Masalahmasalah kependudukan yang terjadi di Indonesia antara lain persebaran
penduduk yang tidak merata, jumlah penduduk yang begitu besar, pertumbuhan
penduduk yang tinggi, rendahnya kualitas penduduk, rendahnya pendapatan per
kapita, tingginya tingkat ketergantungan, dan kepadatan penduduk.
Wilayah
negara kita sangat luas. Penduduk yang tinggal di wilayah negara kita tidak
merata. Ada daerah yang sangat padat, namun ada juga daerah yang sangat jarang
penduduknya. Provinsi Daerah Khusus Ibukota Jakarta sangat padat. Menurut
sensus tahun 2000, setiap satu kilometer persegi didiami lebih dari dua belas
ribu orang. Ini sangat berbeda dengan Provinsi Kalimantan Barat. Di sana hanya
ada 27 orang yang mendiami wilayah seluas satu kilometer persegi.
Jumlah
penduduk Indonesia sangat banyak. Indonesia menduduki urutan keempat negara
terbanyak jumlah penduduk setelah Cina, India, dan Amerika Serikat. Jumlah
penduduk Indonesia berdasarkan sensus penduduk tahun 2000 adalah 205,8 juta
jiwa.
Jumlah
penduduk Indonesia sudah sangat banyak. Jumlah ini akan terus bertambah karena
pertumbuhan jumlah penduduk juga tinggi. Hal ini disebabkan oleh angka
kelahiran lebih tinggi dibandingkan dengan angka kematian.
Indonesia
memiliki tingkat pendidikan yang rendah. Ini mempengaruhi kualitas atau mutu
penduduk Indonesia. Masyarakat Indonesia kurang memiliki keahlian dan
keterampilan dalam bekerja. Akibatnya, masyarakat mengalami kesulitan
mendapatkan pekerjaan yang bagus.
Pendapatan
per kapita artinya rata-rata pendapatan penduduk setiap tahun. Pendapatan per
kapita penduduk Indonesia masih rendah. Remdahnya pendapatan per kapita rendah
berkaitan erat dengan banyaknya masyarakat miskin.
Penduduk
yang tidak tidak bekerja disebut penduduk yang tidak produktif. Biasanya
penduduk yang tidak bekerja adalah yang telah berusia lanjut atau masih
anak-anak dan remaja. Mereka ini disebut usia nonproduktif. Penduduk
nonproduktif menggantungkan hidupnya pada penduduk produktif (bekerja). Karena
usia nonproduktif tinggi, maka tingkat ketergantungan di Indonesia cukup
tinggi.
- Kepadatan penduduk
Beberapa
kota besar di Indonesia sangat padat. Tingginya kepadatan penduduk menyebabkan
masalah-masalah sosial seperti pengangguran, kemiskinan, rendahnya pelayanan
kesehatan, meningkatnya tindak kejahatan, pemukiman kumuh, lingkungan tempat
tinggal yang tidak sehat, dan sebagainya.
Pemerintah terus
berupaya mengatasi masalah-masalah kependudukan di atas. Upaya yang sudah
dijalankan pemerintah antara lain sebagai berikut.
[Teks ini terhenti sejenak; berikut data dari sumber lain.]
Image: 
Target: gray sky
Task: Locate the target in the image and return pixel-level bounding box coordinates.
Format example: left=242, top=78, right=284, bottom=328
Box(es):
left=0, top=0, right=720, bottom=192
1. Menekan laju pertumbuhan penduduk melalui program keluarga berencana.
2. Melaksanakan program transmigrasi.
3. Meningkatkan kualitas pendidikan dan pelayanan kesehatan.
4. Membuka lapangan kerja sebanyak mungkin, dan sebagainya.
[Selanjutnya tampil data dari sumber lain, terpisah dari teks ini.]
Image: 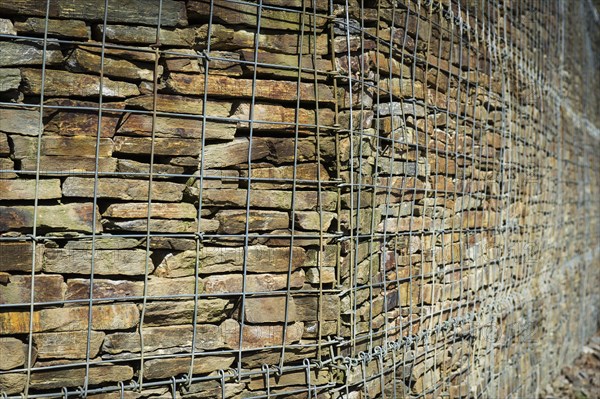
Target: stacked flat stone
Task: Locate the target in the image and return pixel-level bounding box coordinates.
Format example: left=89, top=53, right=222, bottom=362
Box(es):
left=0, top=0, right=600, bottom=399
1. Menekan laju pertumbuhan penduduk melalui program keluarga berencana.
2. Melaksanakan program transmigrasi.
3. Meningkatkan kualitas pendidikan dan pelayanan kesehatan.
4. Membuka lapangan kerja sebanyak mungkin, dan sebagainya.
Contoh tindak
kejahatan adalah pencurian, perampokan, penjambretan, pencopetan, pemalakan,
korupsi, pembunuhan, dan penculikan. Banyaknya tindak kejahatan menciptakan
rasa tidak aman. Perampokan dan penodongan menggunakan senjata api sering
terjadi di kota besar. Di desa pun sering terjadi pencurian. Misalnya, ada yang
mencuri ternak, hasil pertanian, hasil hutan, dan sebagainya.
Tindak kejahatan
pencurian dan perampokan sering disebakan oleh masalah kemiskinan dan
pengangguran. Karena itu, pemerintah dan masyarakat harus berusaha keras untuk
menciptakan lapangan kerja. Selain itu, kualitas dan pemerataan pendidikan
harus ditingkat-kan untuk meningkatkan keterampilan dan keahlian warga.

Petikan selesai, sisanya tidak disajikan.